Without naming names (you know who they are), companies that experienced significant reduction in share values in the period from 2008 through 2013 did not seem to reflect any comparable reduction in executive compensation. Instead, compensation appears to have increased over that time period. And, even if an individual shareholder was unhappy with the compensation packages, a NO vote by an individual shareholder is useless as a governance tool as it is non-binding. Millions of shares in corporate America are owned by institutions and, unless they, jointly take action to protest executive compensation nothing will happen.
Despite the overly generous rewards to corporate executives the proxy material does not provide any disclosure of the specific contributions of the executives being rewarded that would justify their compensation levels.
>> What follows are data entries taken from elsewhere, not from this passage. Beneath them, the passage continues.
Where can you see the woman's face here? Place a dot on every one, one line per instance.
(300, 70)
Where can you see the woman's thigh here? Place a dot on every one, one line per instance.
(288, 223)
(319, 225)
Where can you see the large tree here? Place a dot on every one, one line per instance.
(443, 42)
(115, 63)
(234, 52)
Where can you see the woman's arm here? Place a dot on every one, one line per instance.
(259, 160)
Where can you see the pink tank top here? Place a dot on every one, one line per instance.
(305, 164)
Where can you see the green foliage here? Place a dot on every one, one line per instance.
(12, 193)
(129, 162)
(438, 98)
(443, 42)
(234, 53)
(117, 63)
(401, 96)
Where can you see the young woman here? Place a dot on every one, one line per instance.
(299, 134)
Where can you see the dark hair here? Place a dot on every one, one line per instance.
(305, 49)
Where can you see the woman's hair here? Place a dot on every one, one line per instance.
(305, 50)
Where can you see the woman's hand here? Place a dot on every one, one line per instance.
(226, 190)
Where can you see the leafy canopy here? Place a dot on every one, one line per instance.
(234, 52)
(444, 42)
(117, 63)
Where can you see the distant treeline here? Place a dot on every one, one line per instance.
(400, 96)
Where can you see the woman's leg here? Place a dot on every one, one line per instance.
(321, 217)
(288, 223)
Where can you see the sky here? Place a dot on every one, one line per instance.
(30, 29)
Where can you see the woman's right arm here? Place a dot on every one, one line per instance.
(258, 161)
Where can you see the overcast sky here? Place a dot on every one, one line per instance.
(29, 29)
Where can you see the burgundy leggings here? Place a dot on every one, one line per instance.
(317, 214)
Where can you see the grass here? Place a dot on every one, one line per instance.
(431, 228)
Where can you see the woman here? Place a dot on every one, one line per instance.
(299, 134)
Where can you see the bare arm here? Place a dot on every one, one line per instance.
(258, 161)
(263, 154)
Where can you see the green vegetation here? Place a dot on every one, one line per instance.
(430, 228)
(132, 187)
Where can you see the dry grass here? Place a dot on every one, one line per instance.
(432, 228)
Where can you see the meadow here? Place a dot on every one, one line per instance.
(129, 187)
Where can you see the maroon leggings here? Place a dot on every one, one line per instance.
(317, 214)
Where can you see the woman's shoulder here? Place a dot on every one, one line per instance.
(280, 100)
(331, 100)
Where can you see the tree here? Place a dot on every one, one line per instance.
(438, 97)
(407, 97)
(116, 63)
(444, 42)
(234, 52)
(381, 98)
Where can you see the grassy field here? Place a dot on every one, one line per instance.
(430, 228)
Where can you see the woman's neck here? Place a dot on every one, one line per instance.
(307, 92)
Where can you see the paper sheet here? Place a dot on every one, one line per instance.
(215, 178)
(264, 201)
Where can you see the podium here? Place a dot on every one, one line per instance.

Shareholders must just accept, on faith alone, that they are worth it. Yet, only in rare instances are the compensations of the few the most important part of the profit picture. Today’s CEO’s have become America’s royalty with all of the accompanying perks.
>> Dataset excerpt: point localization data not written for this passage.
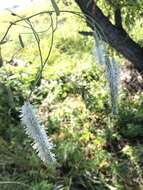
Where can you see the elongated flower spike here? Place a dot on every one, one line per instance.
(36, 131)
(112, 74)
(111, 69)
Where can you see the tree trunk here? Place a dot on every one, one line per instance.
(116, 37)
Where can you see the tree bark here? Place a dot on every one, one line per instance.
(116, 37)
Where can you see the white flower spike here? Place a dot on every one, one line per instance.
(33, 128)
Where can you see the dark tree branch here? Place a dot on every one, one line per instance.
(118, 39)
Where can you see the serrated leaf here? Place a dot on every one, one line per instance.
(36, 131)
(21, 41)
(55, 6)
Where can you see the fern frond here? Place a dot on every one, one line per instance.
(35, 130)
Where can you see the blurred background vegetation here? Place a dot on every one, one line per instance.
(95, 150)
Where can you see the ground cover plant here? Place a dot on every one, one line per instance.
(94, 149)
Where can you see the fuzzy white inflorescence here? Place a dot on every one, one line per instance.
(112, 72)
(35, 130)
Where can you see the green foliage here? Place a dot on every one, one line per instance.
(94, 150)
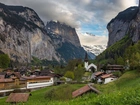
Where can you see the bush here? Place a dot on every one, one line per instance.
(117, 73)
(63, 92)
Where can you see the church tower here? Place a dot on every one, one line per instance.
(86, 61)
(139, 4)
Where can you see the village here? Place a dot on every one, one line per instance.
(26, 79)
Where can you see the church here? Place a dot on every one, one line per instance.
(89, 67)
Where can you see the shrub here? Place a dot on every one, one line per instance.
(117, 73)
(63, 92)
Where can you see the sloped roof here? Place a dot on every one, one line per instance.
(98, 73)
(18, 97)
(106, 75)
(3, 80)
(83, 90)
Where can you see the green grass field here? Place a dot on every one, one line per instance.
(124, 91)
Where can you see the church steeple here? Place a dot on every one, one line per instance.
(86, 57)
(139, 4)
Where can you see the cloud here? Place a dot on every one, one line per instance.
(74, 12)
(77, 13)
(87, 39)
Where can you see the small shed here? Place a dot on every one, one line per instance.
(18, 97)
(83, 90)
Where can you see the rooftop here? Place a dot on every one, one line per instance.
(18, 97)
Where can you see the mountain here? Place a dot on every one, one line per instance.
(95, 50)
(65, 40)
(124, 38)
(125, 23)
(23, 35)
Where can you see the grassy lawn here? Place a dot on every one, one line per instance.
(124, 91)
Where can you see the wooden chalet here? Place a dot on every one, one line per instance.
(83, 90)
(38, 81)
(18, 97)
(114, 68)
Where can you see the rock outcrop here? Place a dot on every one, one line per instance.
(65, 40)
(126, 22)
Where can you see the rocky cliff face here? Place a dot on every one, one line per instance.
(126, 22)
(62, 30)
(23, 35)
(65, 40)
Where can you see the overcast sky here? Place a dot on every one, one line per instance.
(89, 16)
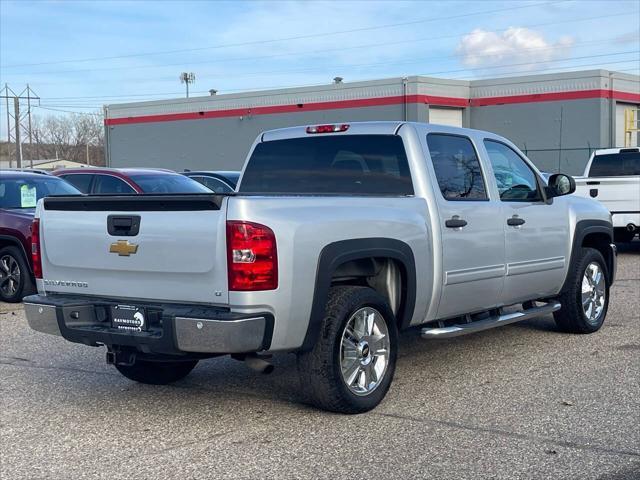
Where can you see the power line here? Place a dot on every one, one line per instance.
(283, 39)
(346, 87)
(448, 57)
(69, 111)
(306, 52)
(403, 62)
(408, 62)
It is also interesting to read the “shareholder proposals” and recognize that very few, if any, ever obtain a management recommendation for a yes vote. Management always seems to be able to write a detailed argument for voting against the shareholder proposals no matter how meritorious they may be and rarely does management ever present its own proposal covering the same issue.
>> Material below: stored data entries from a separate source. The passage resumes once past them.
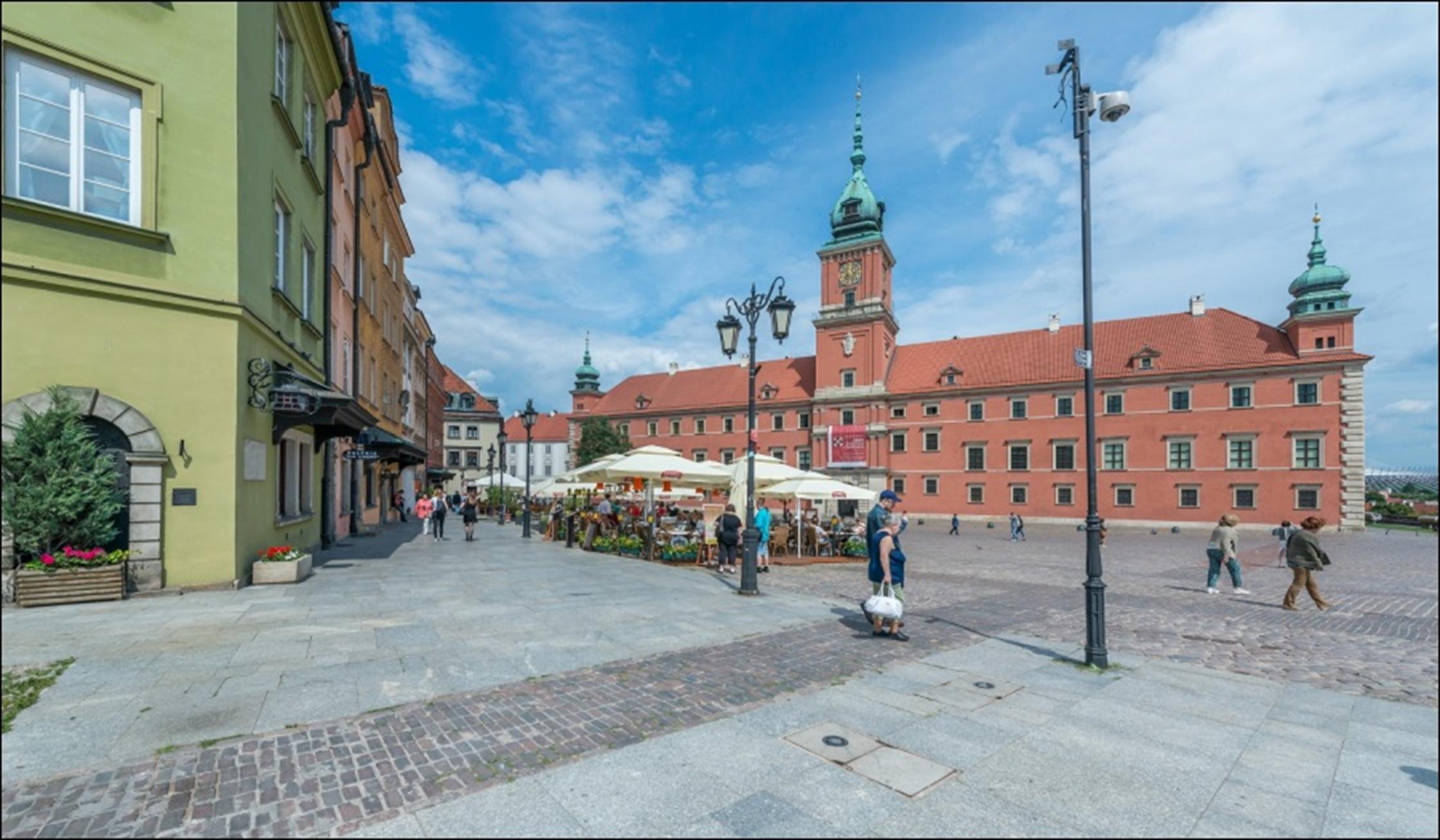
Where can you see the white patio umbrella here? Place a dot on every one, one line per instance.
(815, 487)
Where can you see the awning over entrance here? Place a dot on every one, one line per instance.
(333, 414)
(391, 447)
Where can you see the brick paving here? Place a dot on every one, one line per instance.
(1380, 640)
(336, 777)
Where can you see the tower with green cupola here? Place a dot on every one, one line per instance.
(586, 384)
(1321, 314)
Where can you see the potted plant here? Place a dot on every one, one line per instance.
(281, 565)
(71, 576)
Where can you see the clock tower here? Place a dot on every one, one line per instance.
(856, 329)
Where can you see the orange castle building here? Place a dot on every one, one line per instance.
(1198, 413)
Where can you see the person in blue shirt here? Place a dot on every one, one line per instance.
(887, 567)
(762, 523)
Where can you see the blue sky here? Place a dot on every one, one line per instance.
(624, 169)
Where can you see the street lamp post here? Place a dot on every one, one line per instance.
(500, 443)
(529, 421)
(781, 310)
(490, 473)
(1112, 107)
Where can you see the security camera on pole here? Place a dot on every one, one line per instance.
(1111, 107)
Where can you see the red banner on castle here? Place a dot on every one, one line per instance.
(847, 447)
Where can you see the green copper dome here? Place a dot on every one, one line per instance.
(586, 378)
(857, 213)
(1319, 287)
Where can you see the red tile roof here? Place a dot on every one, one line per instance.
(722, 386)
(455, 385)
(1217, 341)
(546, 428)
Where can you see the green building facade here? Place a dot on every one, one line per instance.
(165, 261)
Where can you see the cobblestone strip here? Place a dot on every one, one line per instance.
(334, 777)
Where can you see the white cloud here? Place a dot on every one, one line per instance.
(1412, 407)
(434, 66)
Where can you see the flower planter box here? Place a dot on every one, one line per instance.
(38, 588)
(281, 573)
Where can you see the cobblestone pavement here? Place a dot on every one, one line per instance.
(1380, 640)
(323, 778)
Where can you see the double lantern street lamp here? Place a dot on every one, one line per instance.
(1111, 107)
(527, 418)
(781, 310)
(500, 442)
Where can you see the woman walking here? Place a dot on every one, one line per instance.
(889, 568)
(470, 512)
(728, 535)
(438, 516)
(1221, 551)
(1305, 558)
(422, 508)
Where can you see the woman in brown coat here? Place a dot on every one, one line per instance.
(1305, 557)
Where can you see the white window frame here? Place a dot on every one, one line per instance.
(1054, 456)
(1170, 453)
(75, 136)
(1230, 454)
(1250, 389)
(283, 49)
(281, 242)
(1319, 453)
(1125, 456)
(307, 267)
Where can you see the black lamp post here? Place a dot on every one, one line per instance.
(490, 472)
(527, 418)
(1112, 107)
(500, 442)
(781, 310)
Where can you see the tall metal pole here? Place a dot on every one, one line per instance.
(526, 501)
(1095, 647)
(749, 576)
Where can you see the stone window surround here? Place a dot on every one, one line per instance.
(146, 460)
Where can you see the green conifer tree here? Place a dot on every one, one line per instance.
(58, 487)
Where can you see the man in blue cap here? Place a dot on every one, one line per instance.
(873, 523)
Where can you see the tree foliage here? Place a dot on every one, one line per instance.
(599, 438)
(59, 489)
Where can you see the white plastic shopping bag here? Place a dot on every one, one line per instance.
(885, 605)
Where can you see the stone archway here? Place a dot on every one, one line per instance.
(146, 459)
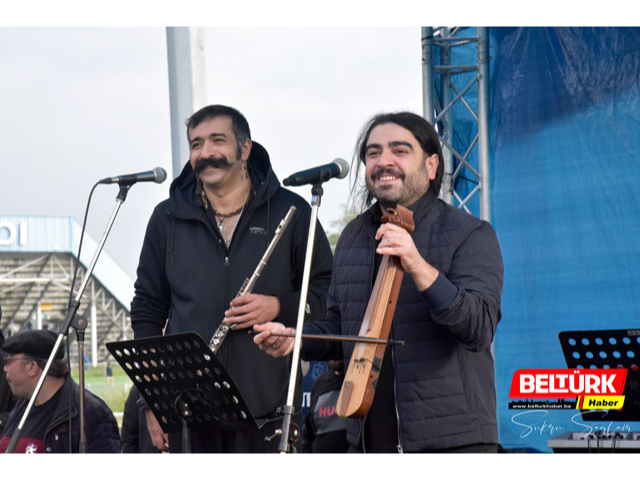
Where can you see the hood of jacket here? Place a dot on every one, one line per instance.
(185, 202)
Shareholders should question whether or not the “independent directors” are really “independent” or just go along with management recommendations. There are too few examples of directors challenging or opposing the recommendations of the CEO and executive management team to convince shareholders of independence. Rarely, when shareholders are asked to vote for directors (new or re-elected) are they provided information detailing the expertise of the nominees that would be most helpful in managing the company. More attention seems to be paid to “politically correct” nominees.
Despite attempts of the regulator to “level the playing field”, the investing game remains the province of the institutions and traders. The market is a trader’s market with high speed trading adding a level of de-stabilization and leading to the ability of a few to “front run” the market. Despite regulation attempts to cause full disclosure, the typical individual gets his or her information long after the “professionals” received theirs and, more importantly, long after the critical time to take action on the information.
Years ago, before the “information age” investors bought shares for the long term and what happened on a quarter to quarter basis was not the driving force. Brokers advised clients to buy a stock and “just put it away”. It those days that was a good strategy. But, now the entire focus of the market is short term with little, if any, discussion on investing in a security for the long term. This short term focus is not beneficial to the typical individual investor but rewards the short term trading accounts.
Unfortunately, this is the environment within which individual shareholders are asked to vote their proxies. It is very difficult to come up with a plan to cure the negative governance and market problems but it may be worth the effort to try.